AI検索とは、ユーザーの質問に対してWebページを検索・参照しながら、AIが自然な文章で答えを生成・提示するサービスである。
従来の検索エンジンはWebページのURLを順番に並べて表示します。ユーザーはリンクをクリックし、各サイトで情報を探していました。AI検索では、AIが複数のページを横断して読み取り、要点をまとめた回答を直接出力します。ユーザーがサイトを訪問する前に答えが提示されるため、引用元として名前が出るかどうかが集客の分岐点になります。
国内でも、スマートフォンでのGoogle検索にAI Overviewsが順次展開されており(Google公式発表、2024年)、検索行動の変化は中小企業にとっても無視できない状況になっています。

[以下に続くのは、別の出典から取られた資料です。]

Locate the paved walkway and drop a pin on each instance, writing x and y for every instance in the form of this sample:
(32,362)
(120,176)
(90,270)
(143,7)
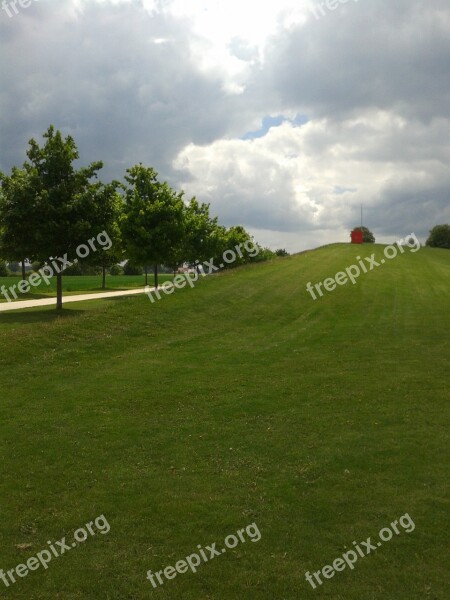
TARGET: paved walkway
(76,298)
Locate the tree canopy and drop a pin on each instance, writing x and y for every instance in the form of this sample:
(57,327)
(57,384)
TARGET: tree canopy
(439,237)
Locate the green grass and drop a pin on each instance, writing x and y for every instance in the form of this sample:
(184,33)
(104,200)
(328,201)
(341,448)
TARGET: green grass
(240,401)
(81,285)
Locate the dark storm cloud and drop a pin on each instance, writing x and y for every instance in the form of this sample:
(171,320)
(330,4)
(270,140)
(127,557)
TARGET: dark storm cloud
(122,82)
(372,78)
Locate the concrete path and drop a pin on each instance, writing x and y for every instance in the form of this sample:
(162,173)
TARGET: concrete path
(76,298)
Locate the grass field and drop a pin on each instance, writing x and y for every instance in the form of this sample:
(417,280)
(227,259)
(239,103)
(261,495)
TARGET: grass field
(81,285)
(240,401)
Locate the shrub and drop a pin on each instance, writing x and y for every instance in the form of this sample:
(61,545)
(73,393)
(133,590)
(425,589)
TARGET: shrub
(116,270)
(439,237)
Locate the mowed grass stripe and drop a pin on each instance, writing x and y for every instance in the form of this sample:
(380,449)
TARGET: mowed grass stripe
(241,400)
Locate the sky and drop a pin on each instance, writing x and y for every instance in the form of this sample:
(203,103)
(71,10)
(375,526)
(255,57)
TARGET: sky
(286,116)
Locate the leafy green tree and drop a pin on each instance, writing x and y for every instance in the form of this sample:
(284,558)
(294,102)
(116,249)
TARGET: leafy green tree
(152,222)
(439,237)
(203,238)
(18,214)
(238,236)
(115,270)
(14,267)
(368,237)
(65,211)
(131,269)
(108,210)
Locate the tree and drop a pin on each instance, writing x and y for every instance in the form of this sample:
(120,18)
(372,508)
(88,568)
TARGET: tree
(64,202)
(152,222)
(108,209)
(17,216)
(131,269)
(202,235)
(439,237)
(368,237)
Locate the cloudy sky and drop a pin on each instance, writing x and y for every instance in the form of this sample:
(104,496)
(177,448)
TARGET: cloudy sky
(284,115)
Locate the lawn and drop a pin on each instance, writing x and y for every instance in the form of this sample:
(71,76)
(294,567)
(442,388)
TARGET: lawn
(81,285)
(239,401)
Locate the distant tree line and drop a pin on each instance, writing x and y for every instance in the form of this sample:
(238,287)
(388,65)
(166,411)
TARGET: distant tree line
(48,207)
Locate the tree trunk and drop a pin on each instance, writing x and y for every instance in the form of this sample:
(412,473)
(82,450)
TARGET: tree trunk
(59,291)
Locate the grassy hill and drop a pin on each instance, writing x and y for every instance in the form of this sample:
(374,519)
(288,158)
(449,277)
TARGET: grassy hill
(240,401)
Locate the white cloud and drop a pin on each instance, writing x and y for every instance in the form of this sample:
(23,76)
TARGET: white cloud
(177,84)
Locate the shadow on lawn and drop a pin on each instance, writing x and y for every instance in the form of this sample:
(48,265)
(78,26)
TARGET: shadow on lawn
(36,316)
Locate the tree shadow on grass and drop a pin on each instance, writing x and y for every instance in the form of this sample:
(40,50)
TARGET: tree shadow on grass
(29,316)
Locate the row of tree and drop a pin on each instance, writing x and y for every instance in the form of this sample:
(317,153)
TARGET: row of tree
(48,208)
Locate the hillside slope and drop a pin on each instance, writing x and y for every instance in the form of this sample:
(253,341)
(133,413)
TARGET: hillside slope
(240,401)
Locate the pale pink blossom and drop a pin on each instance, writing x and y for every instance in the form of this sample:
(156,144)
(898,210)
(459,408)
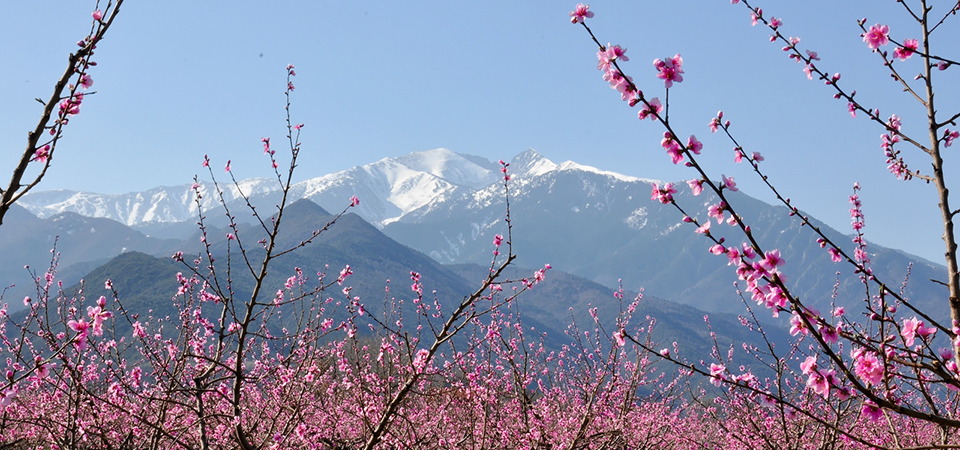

なぜSEO対策をしているのにAI検索に出てこないのか?
SEOの上位表示とAI検索への引用は評価軸が異なるため、SEO対策だけではAI検索に出てこないケースが多くあります。
SEOは「どのページが権威あるか」をリンクや滞在時間などのシグナルで判断します。一方、AI検索は「どの文章が質問の答えとして使えるか」を判断します。つまり、AIが文章を抜き出したときに意味が通るかどうかが重要です。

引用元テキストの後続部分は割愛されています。